PETALING JAYA: Capital A Bhd
reported weaker results for the third quarter ended Sept 30, 2025 (3Q25), with net profit plunging 57.6% even as its operational metrics continued to improve.
According to its quarterly filing with Bursa Malaysia, the group posted a net profit of RM695.38mil in 3Q25, down from RM1.64bil in the previous corresponding quarter.
The group broke down its results into continuing and discontinued operations.
The discontinued segment relates to the planned disposal of its airline business — comprising AirAsia Malaysia, AirAsia Thailand, AirAsia Indonesia and AirAsia Philippines — to AirAsia X Bhd
(AAX), a key component of its PN17 regularisation plan.
Capital A said the exercise is now in its final phase, following the waiver of a key Thai regulatory condition.
Its continuing operations comprise its logistics arm Teleport, its maintenance, repair and overhaul (MRO) unit Asia Digital Engineering (ADE), its online travel agent (OTA) AirAsia MOVE, and other non-aviation ventures.
On a group basis, Capital A said revenue dipped slightly year-on-year (y-o-y) to RM4.82bil, but earnings before interest, taxes, depreciation and amortisation (Ebitda) rose 77% to RM1.1bil.
However, profit before tax was down to RM576.3mil due to a foreign exchange loss of RM113.3mil compared to a higher profit before taxation of RM2.1bil in 3Q24, when it benefited from a substantial foreign exchange gain of RM2.3bil.

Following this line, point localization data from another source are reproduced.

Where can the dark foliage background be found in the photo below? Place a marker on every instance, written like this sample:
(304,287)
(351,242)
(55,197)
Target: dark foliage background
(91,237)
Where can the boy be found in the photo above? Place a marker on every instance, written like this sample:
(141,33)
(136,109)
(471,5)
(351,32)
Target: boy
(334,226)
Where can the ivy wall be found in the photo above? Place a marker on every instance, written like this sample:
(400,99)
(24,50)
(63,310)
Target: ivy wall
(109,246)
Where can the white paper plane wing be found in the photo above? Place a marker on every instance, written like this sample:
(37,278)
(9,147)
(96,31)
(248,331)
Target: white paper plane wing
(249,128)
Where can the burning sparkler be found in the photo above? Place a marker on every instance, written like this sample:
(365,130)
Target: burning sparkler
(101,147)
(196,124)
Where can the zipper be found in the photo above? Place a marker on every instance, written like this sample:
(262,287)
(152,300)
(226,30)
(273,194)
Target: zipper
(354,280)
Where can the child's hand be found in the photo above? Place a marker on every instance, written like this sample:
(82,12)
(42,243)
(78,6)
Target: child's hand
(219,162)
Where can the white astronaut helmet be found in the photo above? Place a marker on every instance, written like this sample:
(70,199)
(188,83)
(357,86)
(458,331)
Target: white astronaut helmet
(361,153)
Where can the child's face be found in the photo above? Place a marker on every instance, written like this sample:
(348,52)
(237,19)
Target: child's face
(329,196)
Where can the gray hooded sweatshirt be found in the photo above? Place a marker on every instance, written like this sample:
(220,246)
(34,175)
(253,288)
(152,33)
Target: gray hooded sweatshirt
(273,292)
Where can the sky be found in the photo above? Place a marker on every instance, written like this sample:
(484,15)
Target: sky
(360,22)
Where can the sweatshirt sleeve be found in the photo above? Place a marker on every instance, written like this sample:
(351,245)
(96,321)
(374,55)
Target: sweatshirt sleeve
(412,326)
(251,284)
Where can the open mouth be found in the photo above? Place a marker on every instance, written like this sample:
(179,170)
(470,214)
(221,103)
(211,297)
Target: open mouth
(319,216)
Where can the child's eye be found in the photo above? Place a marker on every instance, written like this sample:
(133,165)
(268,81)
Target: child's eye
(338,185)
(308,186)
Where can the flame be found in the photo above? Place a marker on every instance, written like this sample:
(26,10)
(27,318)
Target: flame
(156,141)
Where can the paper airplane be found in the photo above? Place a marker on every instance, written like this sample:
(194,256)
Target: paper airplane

Capital A’s continuing operations recorded 3Q25 revenue of RM816.9mil, up 6% from 3Q24.
Ebitda rose to RM112.9mil from RM90.1mil, while profit after tax turned positive at RM22.4mil versus a loss of RM50.1mil previously.
Segment-wise, logistics contributed 38% of revenue, MRO services 27%, OTA 13%, with the remaining 22% coming from brand, inflight and other businesses.
The group’s aviation business revenue fell 2% y-o-y to RM4.45bil, reflecting weaker tourism sentiment in Thailand and a shift toward domestic routes.
Ebitda rose to RM1.02bil on lower fuel prices and cost optimisation.
Profit before tax eased sharply to RM9.3mil due to the exceptional foreign exchange gains in the prior year.
Year-to-date, the group carried 47.42 million passengers, with an average seat kilometre of 67,323 million. Jet kerosene prices averaged US$85.66 per barrel.
Capital A said aviation operations have stabilised, with momentum expected to continue into 4Q25, supported by peak-season demand, improved domestic connectivity in Indonesia, a rebound in Thailand, and rising demand from China.
“Capital A companies recorded steady progress in 3Q25, with businesses showing clear operating momentum even as some contributions shifted to later in the year,” it added.
“Jet fuel edged higher year-to-date but remains below full-year assumptions, with oversupply in the oil market keeping a lid on prices despite geopolitical risk in Russia and the Middle East.”
Capital A said stronger Asean currencies, led by the ringgit, are also easing dollar-based costs, with scope for further relief if foreign exchange momentum persists.